Keying on that, Bryan Sivak, CTO of Washington, D.C., shared with us his concerns about the "digital divide" in his city. In the poorest wards in D.C., broadband Internet access is about 30%. The point being: we can make all the cool open data and participation websites we want, but we won't be serving key constituencies in his city if those people can't access these online resources.
After some back and forth a gentlemen, whose name regrettably escapes me at the moment made a reference that reminded me very much of "The Blackboard Blogger of Monrovia," Alfred Sirleaf. Alfred is not just dealing with a digital divide. He has customers who are not literate. Still, he manages to provide useful information about what matters around them.
At lesser extremes we see other examples of this idea already working. Metro transit signs are one great example.
What else do people want to know about their city that can be easily provided on on a billboard in the public square?

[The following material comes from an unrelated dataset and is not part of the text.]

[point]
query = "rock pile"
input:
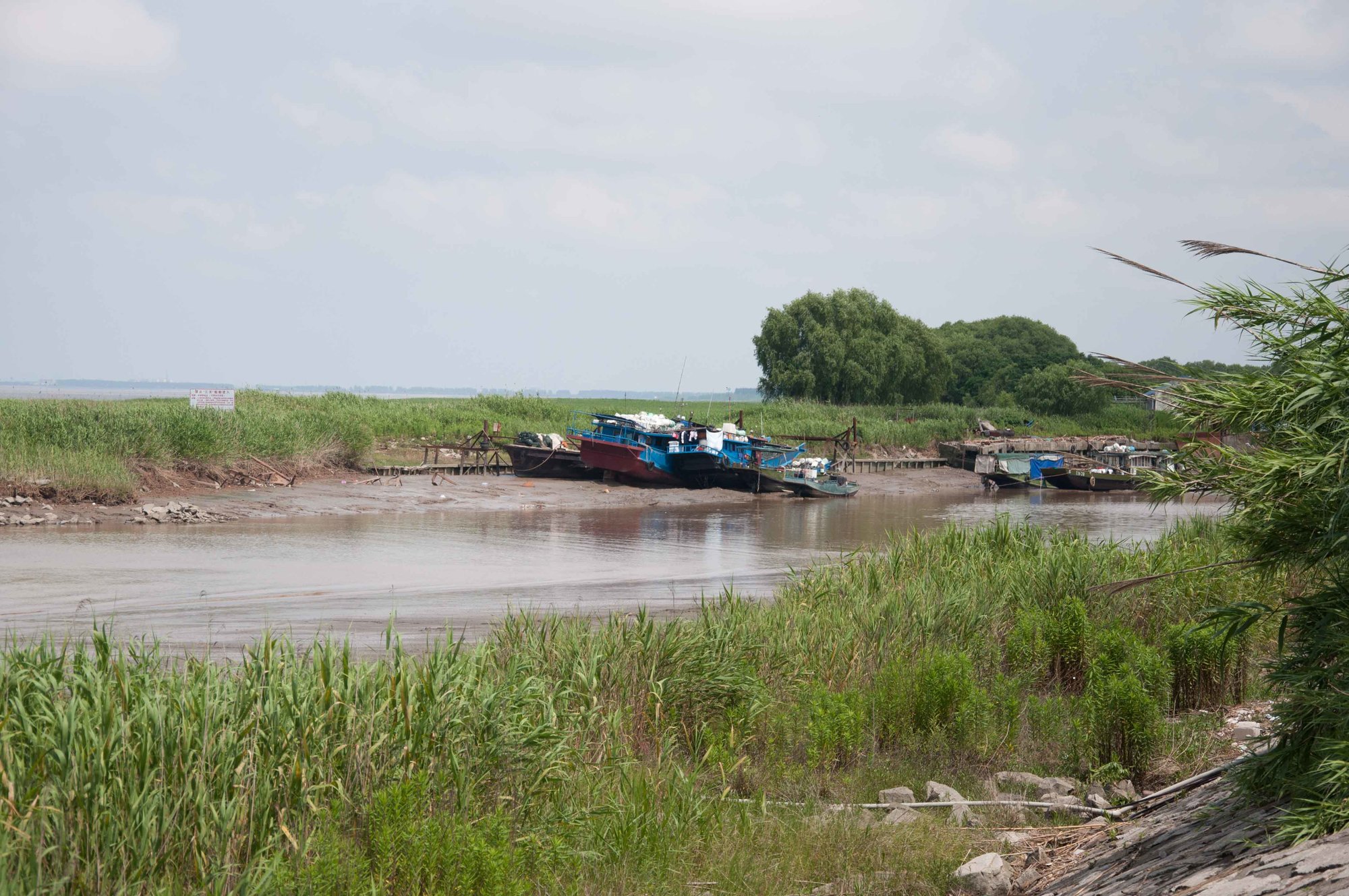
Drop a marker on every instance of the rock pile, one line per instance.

It's worth noting that we don't necessarily need government to provide (and maintain) the billboard. Alfred Sirleaf makes a living doing what he does. People who visit his blackboard buy goods from him. We probably need government to issue permits for signs in public spaces. Then again, What if food vendors in D.C. hung LEDs on their carts?
We do need from government data that is open and accessible so that it can be easily used by anyone at low or no cost. Given this and a touch of inspiration from Alfred Sirleaf, maybe we can succeed at engaging citizens in their own government in ways that are widely accessible.
Gwynne Kostin pointed out the next day, that the digital divide is as much cultural as it is economical. There are plenty of people who aren't resource constrained who are nonetheless struggling with relevance of transparency and open government in their lives.